Incentives can play a huge role in driving results upward, but only if they’re part of a larger continuous improvement system.

Last year, I worked with a company that had a gain-sharing plan for hourly people. Employees worked to create gains that they, in turn, shared. It was a relatively decent design but its implementation was flawed. As a result, it became perceived as a form of entitlement—something employees deserved. Even worse, they had no idea how to create the gains.

Here are some characteristics of good incentive plans:

The right targets
There should be a clear line of sight between what people do and what they can influence. Expecting hourly people to connect to an earnings-per-share goal is a bit of a stretch. But connecting them to reducing scrap or re-work in their area provides line of sight. The incentive needs to focus on targets that drive results because results fund the payout. If there’s no gain, there’s no payout.

High involvement

People are more apt to actively participate in an incentive plan that they’ve helped design and set targets to achieve. They will work like the devil to hit the stretch targets that they have set. In most cases, people will beat their own goals, even if they are high.

Leaders at all levels, but especially first line leaders, need to promote high involvement and a disciplined continuous improvement process that fosters root cause identification, problem solving, solution testing and refinement.

An information-rich environment

Goals and actual performance information should be as available to the incentive plan participants as a sporting event scoreboard is available to the players on the field. And they should have the information they need when they need it to improve work and results. This includes information about the workings of the business and what it takes to “improve the score.”

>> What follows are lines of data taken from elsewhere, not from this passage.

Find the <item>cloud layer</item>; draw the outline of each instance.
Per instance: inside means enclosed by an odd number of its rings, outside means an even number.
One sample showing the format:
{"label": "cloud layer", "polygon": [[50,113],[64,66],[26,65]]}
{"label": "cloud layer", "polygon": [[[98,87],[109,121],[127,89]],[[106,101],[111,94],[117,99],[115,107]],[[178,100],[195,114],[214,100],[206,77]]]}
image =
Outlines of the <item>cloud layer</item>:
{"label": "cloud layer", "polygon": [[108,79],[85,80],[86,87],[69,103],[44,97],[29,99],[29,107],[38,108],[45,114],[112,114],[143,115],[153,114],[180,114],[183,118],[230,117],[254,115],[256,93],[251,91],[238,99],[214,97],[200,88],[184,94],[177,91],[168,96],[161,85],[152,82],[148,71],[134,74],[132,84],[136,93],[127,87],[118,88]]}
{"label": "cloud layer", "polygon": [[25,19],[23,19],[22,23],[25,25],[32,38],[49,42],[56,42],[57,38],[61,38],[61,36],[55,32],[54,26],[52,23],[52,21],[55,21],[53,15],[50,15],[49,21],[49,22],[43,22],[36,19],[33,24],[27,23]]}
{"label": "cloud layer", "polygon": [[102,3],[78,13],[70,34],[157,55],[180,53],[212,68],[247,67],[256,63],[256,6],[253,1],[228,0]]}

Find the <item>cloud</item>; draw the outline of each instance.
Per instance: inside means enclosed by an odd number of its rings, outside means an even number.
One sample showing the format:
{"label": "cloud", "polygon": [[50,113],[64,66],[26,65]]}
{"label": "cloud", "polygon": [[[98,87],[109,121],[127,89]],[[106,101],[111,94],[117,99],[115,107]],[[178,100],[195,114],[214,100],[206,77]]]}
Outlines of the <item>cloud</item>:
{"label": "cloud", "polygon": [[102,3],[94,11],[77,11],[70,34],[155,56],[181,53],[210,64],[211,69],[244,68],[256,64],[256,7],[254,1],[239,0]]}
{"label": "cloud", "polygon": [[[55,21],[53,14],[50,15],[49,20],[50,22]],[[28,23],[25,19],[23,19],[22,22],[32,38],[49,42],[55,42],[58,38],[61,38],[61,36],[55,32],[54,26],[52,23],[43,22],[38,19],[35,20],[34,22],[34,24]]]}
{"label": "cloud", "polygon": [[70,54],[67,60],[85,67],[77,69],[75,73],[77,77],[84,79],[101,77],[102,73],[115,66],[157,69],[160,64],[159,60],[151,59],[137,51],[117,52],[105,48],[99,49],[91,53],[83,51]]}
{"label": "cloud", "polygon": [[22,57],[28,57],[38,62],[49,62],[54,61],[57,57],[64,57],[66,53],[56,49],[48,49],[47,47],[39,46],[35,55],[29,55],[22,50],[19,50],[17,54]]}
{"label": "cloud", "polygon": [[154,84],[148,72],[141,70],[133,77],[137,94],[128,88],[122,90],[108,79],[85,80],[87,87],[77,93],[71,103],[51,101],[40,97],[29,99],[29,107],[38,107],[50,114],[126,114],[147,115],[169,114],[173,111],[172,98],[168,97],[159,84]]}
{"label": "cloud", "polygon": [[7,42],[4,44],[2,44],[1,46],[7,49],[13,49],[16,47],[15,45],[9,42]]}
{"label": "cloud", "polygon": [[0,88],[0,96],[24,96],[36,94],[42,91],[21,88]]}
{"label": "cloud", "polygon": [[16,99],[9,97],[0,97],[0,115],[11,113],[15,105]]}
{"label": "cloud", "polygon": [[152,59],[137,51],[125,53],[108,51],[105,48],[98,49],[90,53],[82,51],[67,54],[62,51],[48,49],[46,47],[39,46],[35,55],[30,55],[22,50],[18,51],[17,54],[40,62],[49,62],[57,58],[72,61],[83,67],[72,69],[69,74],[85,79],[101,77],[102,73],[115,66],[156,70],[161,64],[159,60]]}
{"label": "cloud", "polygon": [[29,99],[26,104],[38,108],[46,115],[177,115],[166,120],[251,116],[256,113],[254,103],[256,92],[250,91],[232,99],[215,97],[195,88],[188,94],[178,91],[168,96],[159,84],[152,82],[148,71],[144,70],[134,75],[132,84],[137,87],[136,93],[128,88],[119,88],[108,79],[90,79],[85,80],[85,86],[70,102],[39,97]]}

The right payout at the right time
Payouts should be large enough to get attention, yet frequent enough to connect the work that was improved with the results that were created. For example, if the incentive is paid annually, the line of sight between work and results is so long that most employees forget the plan exists. Monthly or quarterly payouts (with a form of hold-back in case the company tanks late in the year) keep the effort, results and payout connected.